The default under section 158 of the Ordinance has been established; however, by considering the facts of the case and subsequent compliance, the bench is inclined to take a lenient view in the case. Therefore, the bench hereby converts the penalty of fine imposed on the appellant into warning and direct the appellant to ensure strict compliance with the relevant provisions of law in future, the bench added.
The order shall dispose of appeal No 43 of 2016 filed under section 33 of the Securities and Exchange Commission of Pakistan Act, 1997 (the Act) against the order dated 14/06/16 (the impugned order) passed by the respondent under section 158 read with section 476 of Companies Ordinance 1984 (the Ordinance). Brief facts of the case are that leasing company failed to convene its annual general meeting (AGM) for the year ended 30/06/15 on or before 31/10/15 as required under subsection (1) of section 158 of the Ordinance. The company was initially granted one month extension to conduct the AGM by 30/11/15; however, the company failed to conduct the AGM within this period and requested for another extension which was granted with direction under section 170 of the Ordinance to convene the delayed AGM latest by 31/12/15. However, the company failed to hold the AGM even by this extended timeline. Therefore, a show cause notice (SCN) dated 16/03/16 was issued to (the appellant) and other directors.
The bench has heard the parties (appellant and respondent) and perused the record of the appeal. The argument of the appellant's counsel (the counsel) that the appellant being a non-executive director is not responsible for the delayed AGM, cannot be acceded to because law does not distinguish the responsibilities of directors whether they are executive or non-executive. Furthermore, it is mandatory for the directors of a listed company to have knowledge of applicable laws because every director of a listed company while filing the consent to act as a director, inter alia, gives an undertaking that he/she is aware of the duties required under the Ordinance.

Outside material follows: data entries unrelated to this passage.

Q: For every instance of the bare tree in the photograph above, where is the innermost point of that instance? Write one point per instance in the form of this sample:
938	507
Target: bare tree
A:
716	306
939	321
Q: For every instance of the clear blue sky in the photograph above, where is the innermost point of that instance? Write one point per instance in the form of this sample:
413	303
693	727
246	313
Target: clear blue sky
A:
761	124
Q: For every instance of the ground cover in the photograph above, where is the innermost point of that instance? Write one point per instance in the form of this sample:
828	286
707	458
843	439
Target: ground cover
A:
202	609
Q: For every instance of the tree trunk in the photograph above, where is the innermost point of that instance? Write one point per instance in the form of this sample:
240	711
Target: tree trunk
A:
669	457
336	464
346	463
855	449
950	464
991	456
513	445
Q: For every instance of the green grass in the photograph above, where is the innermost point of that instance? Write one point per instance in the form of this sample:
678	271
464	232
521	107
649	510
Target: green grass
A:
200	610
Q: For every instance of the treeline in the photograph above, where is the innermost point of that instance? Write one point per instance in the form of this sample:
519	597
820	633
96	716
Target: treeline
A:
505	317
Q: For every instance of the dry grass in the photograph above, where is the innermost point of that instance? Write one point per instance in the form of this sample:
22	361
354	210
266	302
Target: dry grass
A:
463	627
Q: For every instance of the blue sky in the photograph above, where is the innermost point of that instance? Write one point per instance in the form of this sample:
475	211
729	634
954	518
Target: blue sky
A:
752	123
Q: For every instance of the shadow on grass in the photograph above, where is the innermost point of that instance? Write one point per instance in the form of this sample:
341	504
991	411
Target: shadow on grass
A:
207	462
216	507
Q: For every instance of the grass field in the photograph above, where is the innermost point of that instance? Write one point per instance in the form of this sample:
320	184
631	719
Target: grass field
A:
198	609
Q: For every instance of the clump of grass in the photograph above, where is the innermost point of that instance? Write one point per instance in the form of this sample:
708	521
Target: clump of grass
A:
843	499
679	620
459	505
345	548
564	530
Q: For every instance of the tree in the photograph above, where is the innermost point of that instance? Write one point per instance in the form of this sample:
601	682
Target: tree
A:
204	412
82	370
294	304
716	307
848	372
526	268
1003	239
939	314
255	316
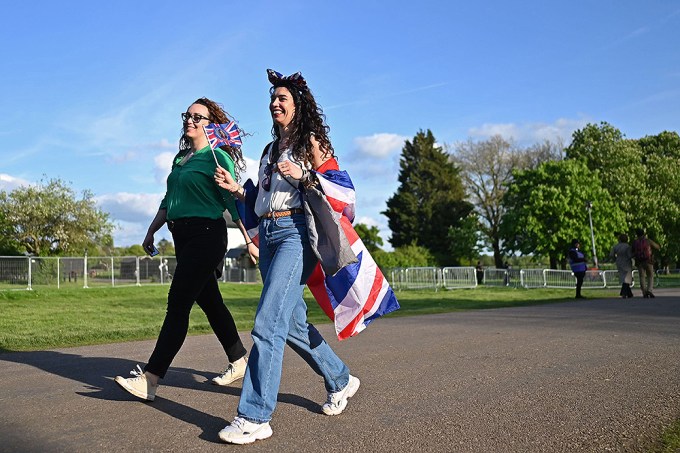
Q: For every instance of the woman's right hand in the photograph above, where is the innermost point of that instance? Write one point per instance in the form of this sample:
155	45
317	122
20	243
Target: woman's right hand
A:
224	179
147	244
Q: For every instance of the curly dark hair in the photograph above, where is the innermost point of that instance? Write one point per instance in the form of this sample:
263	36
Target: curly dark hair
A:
217	114
308	120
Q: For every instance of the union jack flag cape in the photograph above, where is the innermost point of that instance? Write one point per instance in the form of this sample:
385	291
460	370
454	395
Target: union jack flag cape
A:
359	292
223	134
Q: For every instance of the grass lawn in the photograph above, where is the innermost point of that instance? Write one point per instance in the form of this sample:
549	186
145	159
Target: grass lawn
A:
51	318
55	318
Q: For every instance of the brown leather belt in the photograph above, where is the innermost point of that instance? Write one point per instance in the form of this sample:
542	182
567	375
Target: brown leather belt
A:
277	214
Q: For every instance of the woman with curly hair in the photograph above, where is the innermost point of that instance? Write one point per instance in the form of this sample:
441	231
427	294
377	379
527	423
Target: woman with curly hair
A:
192	207
300	144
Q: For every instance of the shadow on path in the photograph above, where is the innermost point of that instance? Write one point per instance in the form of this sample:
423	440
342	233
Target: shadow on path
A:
95	373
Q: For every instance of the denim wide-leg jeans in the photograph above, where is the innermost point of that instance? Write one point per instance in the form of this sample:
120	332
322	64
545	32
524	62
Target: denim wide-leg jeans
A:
286	262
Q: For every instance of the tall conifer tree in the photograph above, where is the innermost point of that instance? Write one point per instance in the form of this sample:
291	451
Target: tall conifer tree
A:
430	199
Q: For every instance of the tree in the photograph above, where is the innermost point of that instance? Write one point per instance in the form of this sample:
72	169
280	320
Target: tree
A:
8	244
545	210
405	256
641	175
48	219
486	168
464	240
430	199
370	236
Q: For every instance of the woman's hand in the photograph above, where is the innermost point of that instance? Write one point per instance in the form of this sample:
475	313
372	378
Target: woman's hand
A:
288	168
147	244
224	179
254	252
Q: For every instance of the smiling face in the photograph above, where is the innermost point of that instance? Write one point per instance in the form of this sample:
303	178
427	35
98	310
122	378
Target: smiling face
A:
194	130
282	107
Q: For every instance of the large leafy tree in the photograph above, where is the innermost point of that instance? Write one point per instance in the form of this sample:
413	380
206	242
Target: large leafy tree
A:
641	175
9	246
430	199
487	167
370	236
546	210
49	219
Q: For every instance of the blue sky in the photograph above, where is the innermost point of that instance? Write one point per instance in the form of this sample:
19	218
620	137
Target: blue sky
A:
92	93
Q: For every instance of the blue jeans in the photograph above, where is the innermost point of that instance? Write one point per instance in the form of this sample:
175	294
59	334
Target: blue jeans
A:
286	262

As per bench viewpoint the role of a non-executive director is more critical than an executive director because he/she sits on the board of directors (BOD) to ensure compliance, good governance and transparency of the affairs of the company, for the protection of the shareholders/members. Although a non-executive director has no active role in day-to-day affairs of the company, he/she can object or resist to any non-compliance by the management during the BoD meetings, through dissenting notes or in accordance with clause eight of the Code of Corporate Governance, 2012. Therefore, the appellant bench may say that the leasing company, in the capacity of a non-executive director, was required to be more vigilant and conscious about his/her responsibilities.
The counsel's argument that the respondent (commissioner SECP) has failed to establish willful default of the appellant also cannot be accepted because two extensions were granted to the company, however, it failed to convene the AGM by 31/12/15. The AGM of the company was held on 22/03/16, after lapse of the extended time. This fact is enough to indicate that the company/BOD were aware of the mandatory requirement of Section 158, and to avoid non-compliance, had sought and availed two extensions.
The next plank of the arguments advanced by the counsel was that the management of the company failed to prepare true accounts, therefore, all non-executive directors refused to approve the same, until removal of the qualifications/observations of the auditor with respect to the company accounts. The appellant stated that being a non-executive director of the company, he has performed his duties in the required manner and did not approve the untrue accounts, which could have been detrimental to the interest of the company and shareholders. Adverting to the question of delay in holding of the AGM, the counsel argued that the circumstances were beyond his control and the management had failed to prepare accurate accounts within the stipulated time, the SECP added.